Actually, we have seen the opposite. The vast majority of our teachers rigorously followed the guidance issued by Ofqual, scrutinising assessments in the fairest way possible and working together to achieve Centre Assessed Grades. They worked hard to follow the process they were asked to follow in the false certainty that moderation would fairly take place.
Had teachers been trusted earlier in the process and before any students were given their grades last week, the endemic faults within the computerised moderation system could have been identified sooner. Had teachers been asked whether the hare-brained notion of using ‘mocks’ as a reliable predictor was a good idea this could have been scotched immediately. Instead, our profession has had to put up with trial by media with scant regard to the reliability, best intentions and expertise of teachers.

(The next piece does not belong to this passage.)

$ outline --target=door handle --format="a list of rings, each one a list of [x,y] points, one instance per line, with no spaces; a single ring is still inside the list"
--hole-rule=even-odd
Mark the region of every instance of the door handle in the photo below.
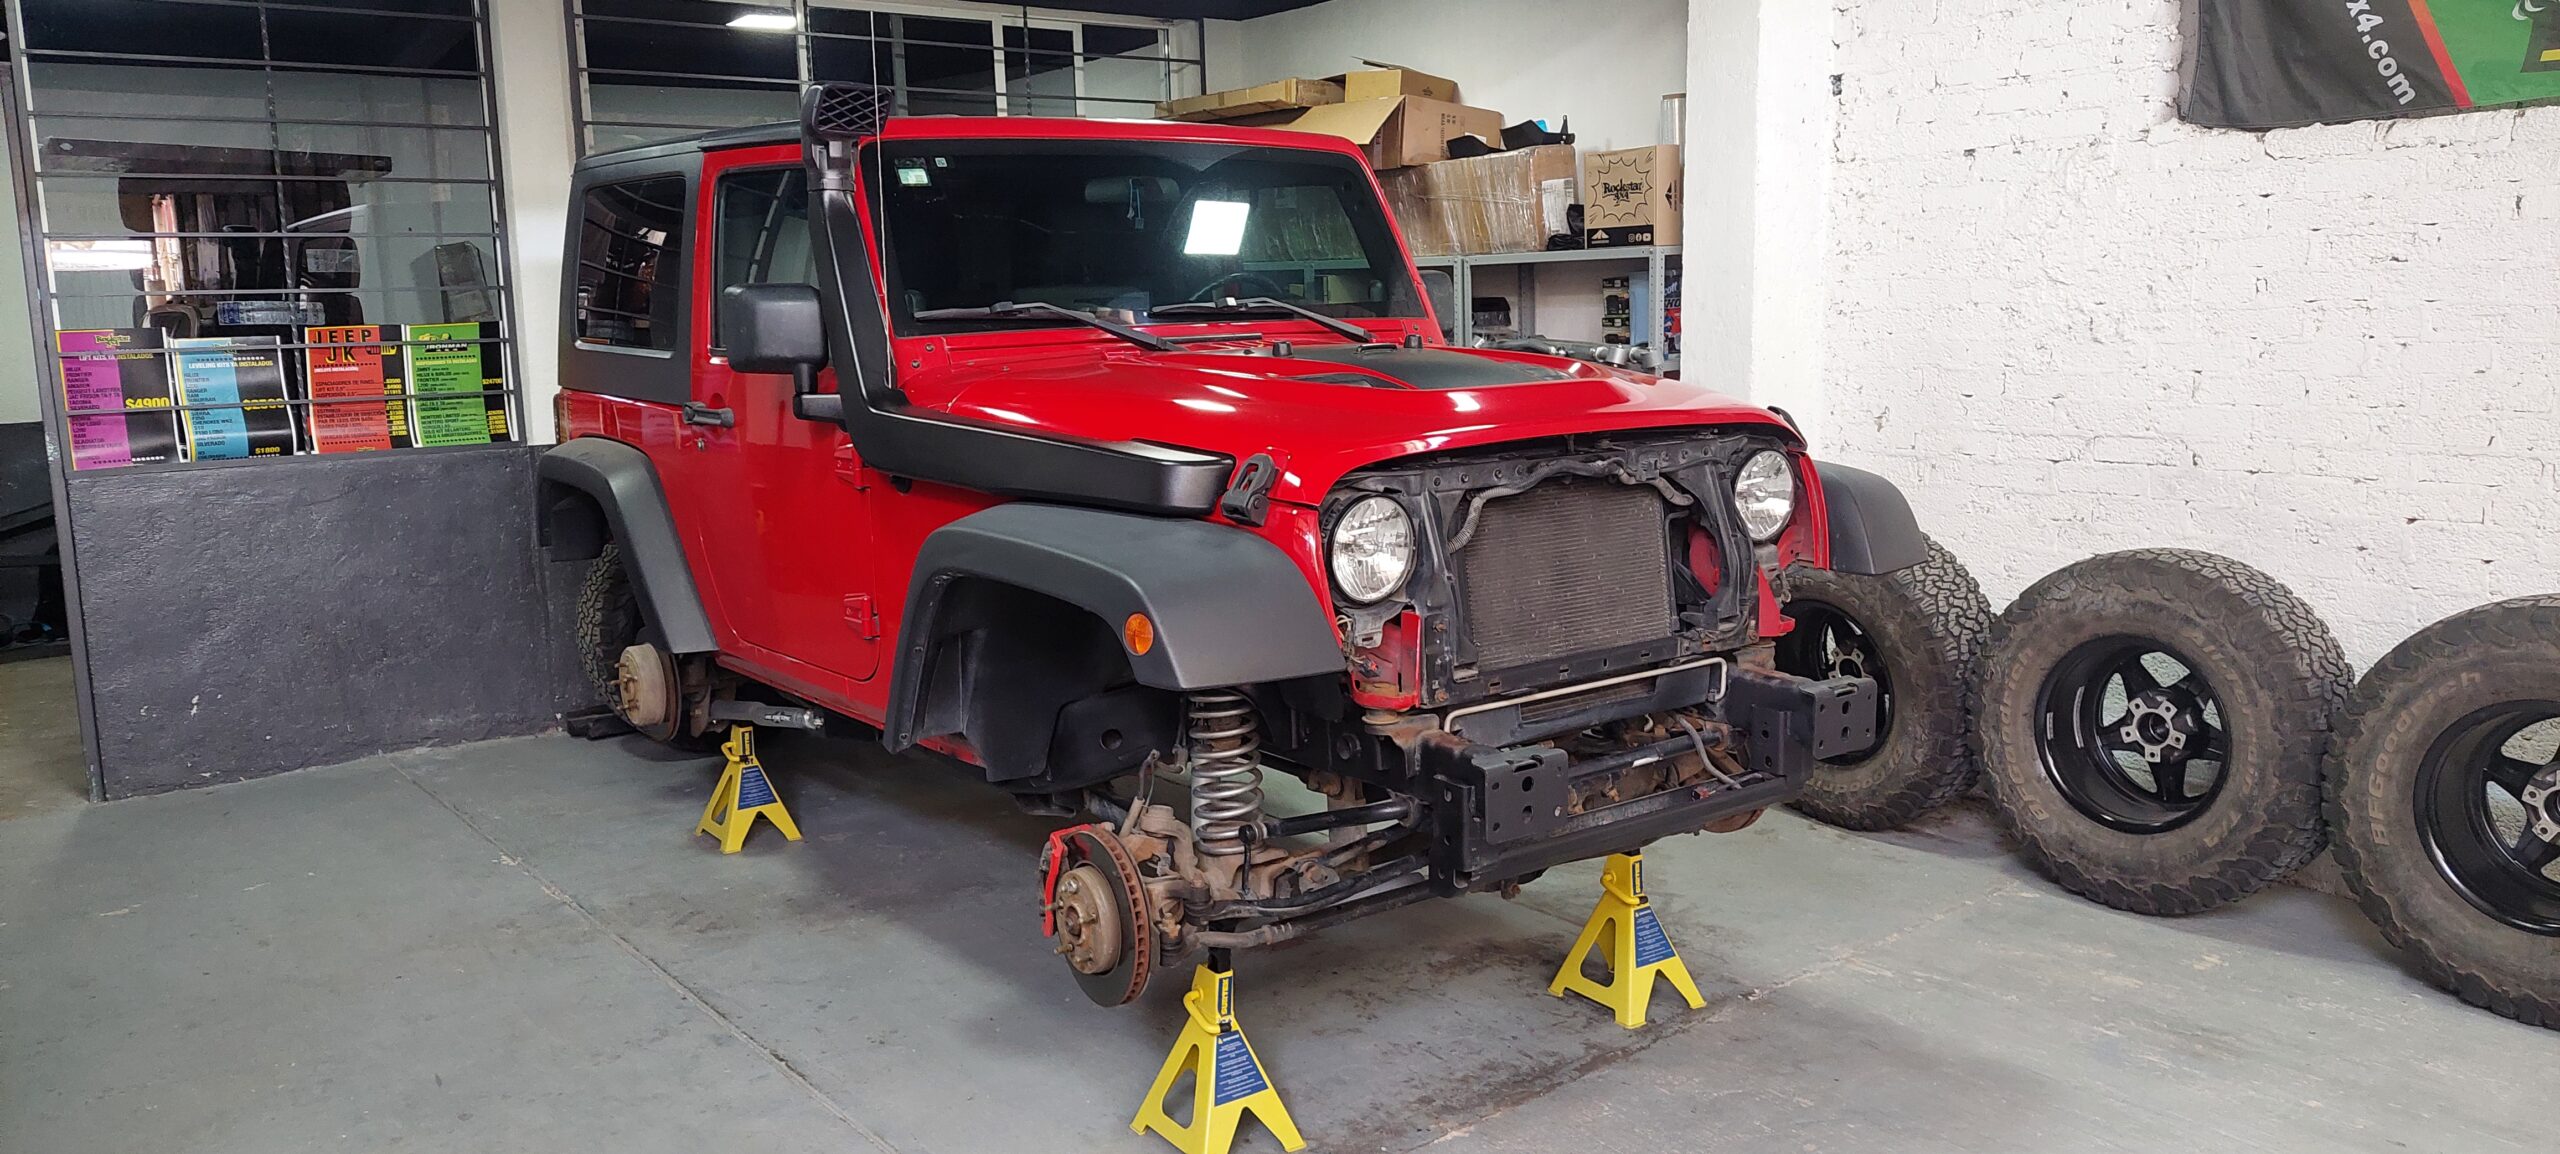
[[[734,429],[738,427],[738,414],[734,409],[715,409],[700,401],[686,401],[684,403],[684,423],[688,425],[710,425],[715,428]]]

Lack of equity within our society has been starkly brought into relief as we have collectively tried to respond to lockdown. The harsh impact of COVID-19 particularly for some areas experiencing disadvantage has been shown through the death rates published by the Office of National Statistics. Often these areas map directly on to those where schools are working against the odds to support their students. In too many cases, students in these schools risked being the ones most unfairly caught out by system-level moderation solutions. Did the government really believe that teachers and young people would stand by and let this happen?
As Chief Executive of the Chartered College of Teaching I am extremely proud of the way our educators have come together over this unnecessary examinations fiasco. We are supported by parents, by students and by each other. For too long, teachers have been blamed for many of the ills of wider society. This is wrong and needs to stop. This summer, emboldened by injustice to the very young people we care most about, we were able to insist that politicians see sense.
However, it cannot end there. The government cannot just move onto the next chaotic episode. It needs to learn lessons or it is doomed to repeat the same mistakes again and again. This can only happen by listening to the profession, working with us and not forcing decisions upon teachers at the eleventh hour. Trust teachers and respect their expertise; they are the experts and should be the ones to shape the future of teaching. It is this powerful collegiality that we have all shown that will help the profession through the challenges of the months ahead as we fully re-open schools. Thank goodness for our teachers.